1.3 Взгляды хронистов разных стран
Метафорические измышления о нашествии, сопряжённые с эсхатологическими ожиданиями, характерны для всех стран, которых коснулось нашествие, вне зависимости от времени пребывания на конкретной территории монгольских войск и степени сопротивления местного населения. При описании монгольских нашествий хронистами самых разных стран использовались на удивление похожие приемы. Эти приемы, безусловно, не являлись исключительной "привилегией" именно XIII века. Сам расцвет жанра "плачей" по городам на арабском Востоке, например. Относится к XII веку, когда описывались бедствия городов Андалусии, некогда процветавших под началом арабов-мусульман, а позднее пришедших в упадок в результате варварских христианских завоеваний. Описания такого рода, как правило, стоятся на контрасте - город-эталон процветания и изящества после покорения иноземцами превращен в груду развалин, где скачут одинокие газели или другие представители местной фауны. Даже в этом противопоставлении заключен стереотип, указывающий на традицию.
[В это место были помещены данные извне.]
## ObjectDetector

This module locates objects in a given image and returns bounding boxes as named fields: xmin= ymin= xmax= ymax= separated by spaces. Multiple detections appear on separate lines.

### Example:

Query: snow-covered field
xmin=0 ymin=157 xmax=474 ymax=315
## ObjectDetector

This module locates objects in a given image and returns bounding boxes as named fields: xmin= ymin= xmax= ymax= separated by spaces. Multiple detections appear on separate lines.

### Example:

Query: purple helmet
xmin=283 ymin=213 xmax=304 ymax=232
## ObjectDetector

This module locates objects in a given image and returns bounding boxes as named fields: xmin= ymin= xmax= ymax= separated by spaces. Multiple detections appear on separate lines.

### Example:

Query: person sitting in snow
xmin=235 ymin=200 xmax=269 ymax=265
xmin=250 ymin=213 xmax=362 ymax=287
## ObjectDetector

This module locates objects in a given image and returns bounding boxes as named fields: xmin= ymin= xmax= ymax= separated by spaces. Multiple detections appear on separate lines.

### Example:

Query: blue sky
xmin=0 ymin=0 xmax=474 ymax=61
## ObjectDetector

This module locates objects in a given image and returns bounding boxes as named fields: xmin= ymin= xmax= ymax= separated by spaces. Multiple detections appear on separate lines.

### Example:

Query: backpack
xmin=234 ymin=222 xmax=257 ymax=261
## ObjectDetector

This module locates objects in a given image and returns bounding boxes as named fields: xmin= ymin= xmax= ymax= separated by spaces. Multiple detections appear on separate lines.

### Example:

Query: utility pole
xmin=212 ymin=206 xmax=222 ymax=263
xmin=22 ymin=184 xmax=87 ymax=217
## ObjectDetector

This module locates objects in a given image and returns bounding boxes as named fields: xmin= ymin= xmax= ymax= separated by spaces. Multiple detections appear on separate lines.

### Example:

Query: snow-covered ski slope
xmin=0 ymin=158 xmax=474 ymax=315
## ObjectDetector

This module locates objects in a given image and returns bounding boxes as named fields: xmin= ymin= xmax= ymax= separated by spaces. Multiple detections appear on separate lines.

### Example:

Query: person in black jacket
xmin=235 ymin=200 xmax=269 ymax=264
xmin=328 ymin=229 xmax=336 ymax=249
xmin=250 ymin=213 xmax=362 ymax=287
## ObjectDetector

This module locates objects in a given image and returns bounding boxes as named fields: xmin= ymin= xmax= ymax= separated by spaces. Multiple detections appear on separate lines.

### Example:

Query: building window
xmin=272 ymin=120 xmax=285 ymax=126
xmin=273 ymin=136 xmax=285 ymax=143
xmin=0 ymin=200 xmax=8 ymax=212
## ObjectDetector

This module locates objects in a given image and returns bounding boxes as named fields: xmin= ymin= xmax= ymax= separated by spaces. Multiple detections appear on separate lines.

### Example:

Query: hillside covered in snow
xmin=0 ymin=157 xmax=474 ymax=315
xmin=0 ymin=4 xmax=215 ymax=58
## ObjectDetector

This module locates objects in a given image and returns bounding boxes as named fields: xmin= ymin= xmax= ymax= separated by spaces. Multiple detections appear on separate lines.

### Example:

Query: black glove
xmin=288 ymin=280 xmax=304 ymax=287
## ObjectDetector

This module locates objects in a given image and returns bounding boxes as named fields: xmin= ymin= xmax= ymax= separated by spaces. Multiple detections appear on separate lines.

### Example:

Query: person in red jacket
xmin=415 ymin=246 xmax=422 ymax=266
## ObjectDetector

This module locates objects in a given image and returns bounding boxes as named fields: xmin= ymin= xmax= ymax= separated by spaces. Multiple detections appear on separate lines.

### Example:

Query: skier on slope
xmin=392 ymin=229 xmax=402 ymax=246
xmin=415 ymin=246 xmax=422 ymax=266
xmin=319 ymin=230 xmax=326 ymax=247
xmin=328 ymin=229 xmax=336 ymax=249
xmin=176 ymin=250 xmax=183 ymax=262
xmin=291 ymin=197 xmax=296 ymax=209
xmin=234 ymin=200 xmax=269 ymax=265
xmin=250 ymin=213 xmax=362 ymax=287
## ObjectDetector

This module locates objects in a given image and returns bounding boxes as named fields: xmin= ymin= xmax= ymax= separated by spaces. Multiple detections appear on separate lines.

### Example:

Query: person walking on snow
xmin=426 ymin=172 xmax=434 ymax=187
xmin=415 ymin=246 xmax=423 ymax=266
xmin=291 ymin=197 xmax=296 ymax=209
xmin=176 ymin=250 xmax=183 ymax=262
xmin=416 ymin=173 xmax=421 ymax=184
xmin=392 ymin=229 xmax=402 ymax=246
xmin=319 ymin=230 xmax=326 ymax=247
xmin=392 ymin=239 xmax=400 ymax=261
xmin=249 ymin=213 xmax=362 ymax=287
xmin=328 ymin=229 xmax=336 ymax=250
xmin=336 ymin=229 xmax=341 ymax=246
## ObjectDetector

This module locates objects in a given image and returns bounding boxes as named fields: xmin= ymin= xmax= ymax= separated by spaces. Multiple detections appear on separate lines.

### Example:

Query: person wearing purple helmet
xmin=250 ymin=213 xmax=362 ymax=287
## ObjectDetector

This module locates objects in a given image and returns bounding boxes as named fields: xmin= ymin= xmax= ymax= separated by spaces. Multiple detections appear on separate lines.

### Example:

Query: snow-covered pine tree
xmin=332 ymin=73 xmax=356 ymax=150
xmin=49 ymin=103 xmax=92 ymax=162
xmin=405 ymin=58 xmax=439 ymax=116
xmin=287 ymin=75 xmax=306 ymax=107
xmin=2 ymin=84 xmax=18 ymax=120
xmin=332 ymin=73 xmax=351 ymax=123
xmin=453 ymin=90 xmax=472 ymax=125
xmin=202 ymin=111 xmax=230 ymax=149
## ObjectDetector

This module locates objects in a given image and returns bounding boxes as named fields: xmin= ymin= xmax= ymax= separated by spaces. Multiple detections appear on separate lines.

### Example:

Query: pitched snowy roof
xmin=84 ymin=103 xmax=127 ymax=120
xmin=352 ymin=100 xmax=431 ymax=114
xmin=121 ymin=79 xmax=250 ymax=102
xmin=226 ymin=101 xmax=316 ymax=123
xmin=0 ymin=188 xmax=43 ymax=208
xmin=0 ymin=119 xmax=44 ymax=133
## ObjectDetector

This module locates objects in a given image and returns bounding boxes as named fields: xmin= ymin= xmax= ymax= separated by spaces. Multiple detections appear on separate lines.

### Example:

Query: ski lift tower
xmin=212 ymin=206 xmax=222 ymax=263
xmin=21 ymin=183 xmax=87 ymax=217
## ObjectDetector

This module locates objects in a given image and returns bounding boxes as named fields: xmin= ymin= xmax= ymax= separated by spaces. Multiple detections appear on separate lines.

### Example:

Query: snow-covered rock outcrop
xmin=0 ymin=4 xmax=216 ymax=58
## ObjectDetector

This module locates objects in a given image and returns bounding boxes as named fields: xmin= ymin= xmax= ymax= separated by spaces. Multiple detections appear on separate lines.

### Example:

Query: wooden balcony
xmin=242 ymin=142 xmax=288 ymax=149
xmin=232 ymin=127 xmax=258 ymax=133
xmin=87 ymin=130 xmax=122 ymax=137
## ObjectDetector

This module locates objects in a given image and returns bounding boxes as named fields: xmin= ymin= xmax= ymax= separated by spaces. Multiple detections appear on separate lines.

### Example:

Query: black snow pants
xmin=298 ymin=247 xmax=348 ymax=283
В чисто литературном плане могли использоваться гиперболы, метафоры, или, как на Руси, псевдореалистические описания.
1.4 Другие мнения
Немногие сохранившиеся произведения нелетописного круга далеко не однозначны. Помимо "Слов" Серапиона Владимирского, специализировавшегося на проповедях по случаям природных и иных бедствий, существуют и другие произведения, в которых оценка отношений с Ордой скорее нейтральна. Плачи Серапиона - прямой показатель суггестии в психологии общества, когда распространение эсхатологических настроений, страх как позиция, овладевают массами, и принимают пандемический характер. Дело здесь не только и не столько в происходящих вокруг бедствиях, сколько в напряжении общества. При оценке "Слов" Серапиона исследователи приводят лишь одну-две фразы, говорящие о жутких последствиях нашествия, забывая не менее страшные выражения, касающиеся отношений между людьми. Возможно, что в позднейшем летописании продолжал производиться, осознанный или нет, отбор сведений, подтверждающий антитатарскую позицию русских князей. Так, в этом свете можно рассматривать судьбу записи о поведении муромского князя в 1237 году, которая сохранилась только в позднейшей "Муромской летописи-топографии". Интересно, что в позднейшем летописании подобным вопросам уделялось значительно меньше внимания. В обществе существовало положительное представление о "правде татарской", наглядно выраженное в письмах Ивана Пересветова, но при этом именно "лютии же поганци татарове" названы корнем вражды русских князей в Прологе 1661 года.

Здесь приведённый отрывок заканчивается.